To survive, the ego must perform like a wily politician, finding creative compromises, when possible, but when rational compromises are elusive, it's time to go to Plan B. Plan B is the deployment of defense mechanisms. By now, most people are familiar with the most common defense mechanisms, like denial, repression, and projection, but the list of defense mechanisms is infinite. Essentially, a defense mechanism can be any mental action or behavior outside of one's full conscious awareness that either protects a person from something disturbing or eliminates the immediate tension created by the opposing demands of the id's primal drives and the superego's moral rules (Freud, 1999).

Most often, our defense mechanisms serve a positive, protective purpose, but sometimes they can be overused, becoming symptoms unto themselves.

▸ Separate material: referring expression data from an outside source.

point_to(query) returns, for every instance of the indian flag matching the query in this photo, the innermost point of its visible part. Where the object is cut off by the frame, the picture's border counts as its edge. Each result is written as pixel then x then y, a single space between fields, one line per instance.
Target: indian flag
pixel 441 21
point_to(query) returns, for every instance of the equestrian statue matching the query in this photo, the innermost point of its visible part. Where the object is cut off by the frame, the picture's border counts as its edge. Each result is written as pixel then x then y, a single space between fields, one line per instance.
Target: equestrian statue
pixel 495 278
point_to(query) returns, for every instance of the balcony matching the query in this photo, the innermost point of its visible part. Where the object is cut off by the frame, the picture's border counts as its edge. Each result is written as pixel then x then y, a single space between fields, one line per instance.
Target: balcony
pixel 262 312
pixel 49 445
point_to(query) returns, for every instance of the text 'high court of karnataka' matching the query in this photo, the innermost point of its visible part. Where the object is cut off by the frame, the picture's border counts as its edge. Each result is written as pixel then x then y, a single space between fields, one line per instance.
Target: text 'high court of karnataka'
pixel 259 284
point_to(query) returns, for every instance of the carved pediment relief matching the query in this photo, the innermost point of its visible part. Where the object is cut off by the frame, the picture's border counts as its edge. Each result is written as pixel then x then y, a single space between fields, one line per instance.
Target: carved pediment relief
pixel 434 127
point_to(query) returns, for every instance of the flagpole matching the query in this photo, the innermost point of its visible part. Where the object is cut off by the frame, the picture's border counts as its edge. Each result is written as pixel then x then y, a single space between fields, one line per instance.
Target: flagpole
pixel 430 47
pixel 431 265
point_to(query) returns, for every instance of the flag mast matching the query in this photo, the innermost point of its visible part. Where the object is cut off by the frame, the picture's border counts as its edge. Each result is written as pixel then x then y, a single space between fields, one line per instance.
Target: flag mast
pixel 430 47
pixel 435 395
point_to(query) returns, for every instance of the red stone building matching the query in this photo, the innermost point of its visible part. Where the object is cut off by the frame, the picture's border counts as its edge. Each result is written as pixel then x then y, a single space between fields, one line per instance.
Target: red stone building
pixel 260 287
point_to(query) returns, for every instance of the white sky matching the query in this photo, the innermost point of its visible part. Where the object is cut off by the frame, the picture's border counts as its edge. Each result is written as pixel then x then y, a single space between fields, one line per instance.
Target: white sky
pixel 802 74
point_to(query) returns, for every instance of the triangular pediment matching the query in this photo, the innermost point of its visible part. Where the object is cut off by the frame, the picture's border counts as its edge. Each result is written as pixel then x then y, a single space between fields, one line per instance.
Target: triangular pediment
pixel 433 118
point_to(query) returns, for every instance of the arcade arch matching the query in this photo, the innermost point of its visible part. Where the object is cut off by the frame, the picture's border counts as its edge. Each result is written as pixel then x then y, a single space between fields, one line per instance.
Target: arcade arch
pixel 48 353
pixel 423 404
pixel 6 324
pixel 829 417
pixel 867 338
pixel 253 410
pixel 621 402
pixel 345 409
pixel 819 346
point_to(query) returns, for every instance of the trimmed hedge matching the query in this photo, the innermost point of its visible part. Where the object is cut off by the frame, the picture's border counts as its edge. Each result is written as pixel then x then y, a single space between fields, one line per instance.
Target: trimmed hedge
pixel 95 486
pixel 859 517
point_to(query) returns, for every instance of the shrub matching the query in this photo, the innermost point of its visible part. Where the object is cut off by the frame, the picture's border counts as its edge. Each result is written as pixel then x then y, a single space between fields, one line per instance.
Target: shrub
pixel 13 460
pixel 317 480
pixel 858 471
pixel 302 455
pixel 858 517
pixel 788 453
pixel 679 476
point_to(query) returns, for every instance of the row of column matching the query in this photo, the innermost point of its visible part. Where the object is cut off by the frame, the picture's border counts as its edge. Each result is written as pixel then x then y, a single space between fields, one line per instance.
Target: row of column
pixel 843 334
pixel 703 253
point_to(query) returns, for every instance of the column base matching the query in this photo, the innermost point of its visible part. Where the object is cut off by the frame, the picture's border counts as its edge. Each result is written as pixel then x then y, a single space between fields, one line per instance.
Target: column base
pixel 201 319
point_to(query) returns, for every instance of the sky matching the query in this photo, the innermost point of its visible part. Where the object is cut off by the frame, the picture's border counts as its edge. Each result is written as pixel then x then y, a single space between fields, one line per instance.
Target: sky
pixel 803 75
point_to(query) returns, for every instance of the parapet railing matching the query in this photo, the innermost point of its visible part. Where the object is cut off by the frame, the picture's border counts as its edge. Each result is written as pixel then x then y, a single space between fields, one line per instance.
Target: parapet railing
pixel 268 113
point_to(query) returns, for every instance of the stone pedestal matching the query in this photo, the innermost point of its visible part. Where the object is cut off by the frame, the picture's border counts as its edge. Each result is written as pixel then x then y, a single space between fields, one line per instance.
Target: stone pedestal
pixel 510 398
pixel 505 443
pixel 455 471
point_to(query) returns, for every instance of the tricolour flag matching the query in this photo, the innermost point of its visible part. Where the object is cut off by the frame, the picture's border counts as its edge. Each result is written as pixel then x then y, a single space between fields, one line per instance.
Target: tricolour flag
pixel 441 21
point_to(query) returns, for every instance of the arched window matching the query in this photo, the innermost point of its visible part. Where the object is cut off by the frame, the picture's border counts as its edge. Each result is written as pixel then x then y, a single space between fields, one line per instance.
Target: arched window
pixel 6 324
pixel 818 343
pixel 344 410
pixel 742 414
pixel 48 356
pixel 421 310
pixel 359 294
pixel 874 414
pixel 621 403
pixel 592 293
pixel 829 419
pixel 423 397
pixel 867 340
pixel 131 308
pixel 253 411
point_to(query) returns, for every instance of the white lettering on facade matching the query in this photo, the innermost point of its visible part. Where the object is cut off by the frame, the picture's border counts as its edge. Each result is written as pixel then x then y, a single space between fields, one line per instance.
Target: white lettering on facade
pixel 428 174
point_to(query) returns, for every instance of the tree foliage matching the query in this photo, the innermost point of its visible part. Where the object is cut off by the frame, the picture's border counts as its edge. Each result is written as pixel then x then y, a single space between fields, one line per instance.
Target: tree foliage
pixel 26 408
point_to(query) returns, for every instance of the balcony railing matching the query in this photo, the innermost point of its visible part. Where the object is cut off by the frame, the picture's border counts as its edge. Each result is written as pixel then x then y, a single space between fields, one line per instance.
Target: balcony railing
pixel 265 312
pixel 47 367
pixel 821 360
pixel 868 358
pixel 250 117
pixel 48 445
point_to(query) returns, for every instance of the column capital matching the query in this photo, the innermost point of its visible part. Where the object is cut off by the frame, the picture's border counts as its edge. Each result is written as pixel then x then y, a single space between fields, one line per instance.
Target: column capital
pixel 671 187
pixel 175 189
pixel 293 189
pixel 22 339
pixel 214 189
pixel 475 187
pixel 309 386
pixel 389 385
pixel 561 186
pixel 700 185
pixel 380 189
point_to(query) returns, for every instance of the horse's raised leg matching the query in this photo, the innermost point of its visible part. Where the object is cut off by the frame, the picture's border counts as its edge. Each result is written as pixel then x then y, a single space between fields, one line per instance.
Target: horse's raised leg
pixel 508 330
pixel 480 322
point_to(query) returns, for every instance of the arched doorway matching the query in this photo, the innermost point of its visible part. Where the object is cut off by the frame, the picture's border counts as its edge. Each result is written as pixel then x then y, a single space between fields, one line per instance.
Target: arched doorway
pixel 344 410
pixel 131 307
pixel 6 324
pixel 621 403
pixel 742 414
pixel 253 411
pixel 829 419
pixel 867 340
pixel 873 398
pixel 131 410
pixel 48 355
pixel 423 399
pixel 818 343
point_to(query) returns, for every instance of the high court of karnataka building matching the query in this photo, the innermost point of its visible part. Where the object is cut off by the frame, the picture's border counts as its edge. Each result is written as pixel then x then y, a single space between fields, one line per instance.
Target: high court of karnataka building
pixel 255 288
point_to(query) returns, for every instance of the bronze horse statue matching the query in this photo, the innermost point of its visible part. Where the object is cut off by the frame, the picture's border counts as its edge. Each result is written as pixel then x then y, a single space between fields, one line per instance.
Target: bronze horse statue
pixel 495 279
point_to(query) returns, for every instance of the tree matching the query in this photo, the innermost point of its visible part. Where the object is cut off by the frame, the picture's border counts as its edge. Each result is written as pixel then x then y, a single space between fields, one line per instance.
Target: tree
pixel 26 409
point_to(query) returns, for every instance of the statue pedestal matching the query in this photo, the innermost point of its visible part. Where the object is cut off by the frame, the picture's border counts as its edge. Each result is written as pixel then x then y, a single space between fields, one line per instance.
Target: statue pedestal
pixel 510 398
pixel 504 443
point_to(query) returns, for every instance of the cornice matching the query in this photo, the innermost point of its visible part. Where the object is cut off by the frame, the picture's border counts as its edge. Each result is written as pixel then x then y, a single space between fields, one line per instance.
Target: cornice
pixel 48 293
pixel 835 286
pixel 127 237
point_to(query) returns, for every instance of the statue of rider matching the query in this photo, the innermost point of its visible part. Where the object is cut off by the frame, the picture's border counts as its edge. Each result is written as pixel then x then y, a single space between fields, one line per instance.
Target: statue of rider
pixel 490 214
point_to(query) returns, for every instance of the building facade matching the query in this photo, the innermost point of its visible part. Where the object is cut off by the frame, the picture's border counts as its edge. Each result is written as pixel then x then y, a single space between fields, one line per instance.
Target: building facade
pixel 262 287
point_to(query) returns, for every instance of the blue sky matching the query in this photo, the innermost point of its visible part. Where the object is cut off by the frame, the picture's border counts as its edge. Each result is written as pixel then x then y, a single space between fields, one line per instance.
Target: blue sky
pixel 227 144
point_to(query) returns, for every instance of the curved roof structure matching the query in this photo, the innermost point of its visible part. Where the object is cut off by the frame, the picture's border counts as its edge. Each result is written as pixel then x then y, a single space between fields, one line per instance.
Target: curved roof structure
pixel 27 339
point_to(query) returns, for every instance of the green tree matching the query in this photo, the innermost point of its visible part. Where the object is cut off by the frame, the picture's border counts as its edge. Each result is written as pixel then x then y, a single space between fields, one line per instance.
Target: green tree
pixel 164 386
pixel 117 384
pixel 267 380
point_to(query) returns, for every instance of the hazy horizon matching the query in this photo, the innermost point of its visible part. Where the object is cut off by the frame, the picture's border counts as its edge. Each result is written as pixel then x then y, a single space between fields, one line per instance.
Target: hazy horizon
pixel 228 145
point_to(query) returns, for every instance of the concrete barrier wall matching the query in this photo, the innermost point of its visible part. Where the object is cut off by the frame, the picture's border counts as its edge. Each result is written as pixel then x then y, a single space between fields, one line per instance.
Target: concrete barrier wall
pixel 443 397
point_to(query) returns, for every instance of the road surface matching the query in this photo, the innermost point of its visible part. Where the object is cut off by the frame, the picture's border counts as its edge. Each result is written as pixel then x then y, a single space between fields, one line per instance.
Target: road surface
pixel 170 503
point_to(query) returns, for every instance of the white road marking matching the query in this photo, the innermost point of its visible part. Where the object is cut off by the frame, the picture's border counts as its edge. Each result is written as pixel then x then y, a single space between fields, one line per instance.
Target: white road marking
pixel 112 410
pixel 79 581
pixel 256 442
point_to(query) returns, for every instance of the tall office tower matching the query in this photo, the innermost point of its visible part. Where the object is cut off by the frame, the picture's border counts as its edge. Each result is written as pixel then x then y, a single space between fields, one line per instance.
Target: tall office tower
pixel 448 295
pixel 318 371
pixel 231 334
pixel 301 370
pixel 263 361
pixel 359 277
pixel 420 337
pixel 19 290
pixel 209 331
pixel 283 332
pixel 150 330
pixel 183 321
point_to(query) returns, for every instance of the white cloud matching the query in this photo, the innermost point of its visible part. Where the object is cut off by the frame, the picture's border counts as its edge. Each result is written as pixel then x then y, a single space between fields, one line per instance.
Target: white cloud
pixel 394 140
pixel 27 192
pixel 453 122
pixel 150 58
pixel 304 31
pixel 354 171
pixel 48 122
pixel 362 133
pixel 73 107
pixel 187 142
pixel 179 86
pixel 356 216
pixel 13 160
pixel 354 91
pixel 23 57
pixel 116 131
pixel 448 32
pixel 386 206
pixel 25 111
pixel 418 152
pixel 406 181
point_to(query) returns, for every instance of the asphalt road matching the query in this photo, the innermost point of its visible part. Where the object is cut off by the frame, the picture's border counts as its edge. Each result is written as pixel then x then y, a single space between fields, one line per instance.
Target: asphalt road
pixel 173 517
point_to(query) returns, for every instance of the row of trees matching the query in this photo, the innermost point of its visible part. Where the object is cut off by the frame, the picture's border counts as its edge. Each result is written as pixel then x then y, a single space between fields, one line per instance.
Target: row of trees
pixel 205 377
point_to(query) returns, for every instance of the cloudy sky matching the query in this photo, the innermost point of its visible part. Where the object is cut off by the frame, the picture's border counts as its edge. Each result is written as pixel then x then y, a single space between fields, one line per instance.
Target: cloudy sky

To add further confusion, sometimes symptoms like depression, anxiety, erectile dysfunction, and anorexia are actually defense mechanisms in disguise, whereby a symptom protects an individual from something that is even more threatening than the symptom itself.

For example, I have had numerous male patients with erectile dysfunction for whom their inability to maintain an erection in sexual situations with women served the purpose of rescuing them from the psychological discomfort associated with heterosexual intercourse. In some cases, the anxiety was due to a fear of pregnancy (or related prohibitions against abortion); in others, it was related to an unacknowledged, non-heterosexual orientation; and, yet, in others, it reflected the reality that the patient simply fell out of love with his partner but was too scared to break off the relationship. In this respect, erectile dysfunction, as with many types of symptoms, is resistant to treatment until the protective purpose that the symptom serves is discovered and then replaced with a healthier alternative.

As noted previously, practicing psychotherapy from any of the Freudian traditions is more of an art than a science, and this art involves training the clinical eye to see that which is invisible: the unconscious. For this reason, I believe that training in psychoanalytic or psychodynamic psychotherapy is so valuable, even if a therapist-in-training ultimately decides to practice in a behavioral or cognitive-behavioral style. Behavioral therapy and cognitive-behavioral therapy offer many helpful, practical interventions, but an inspection of the unconscious, as is done in one of the Freudian traditions, can be most helpful in determining where those interventions should be aimed.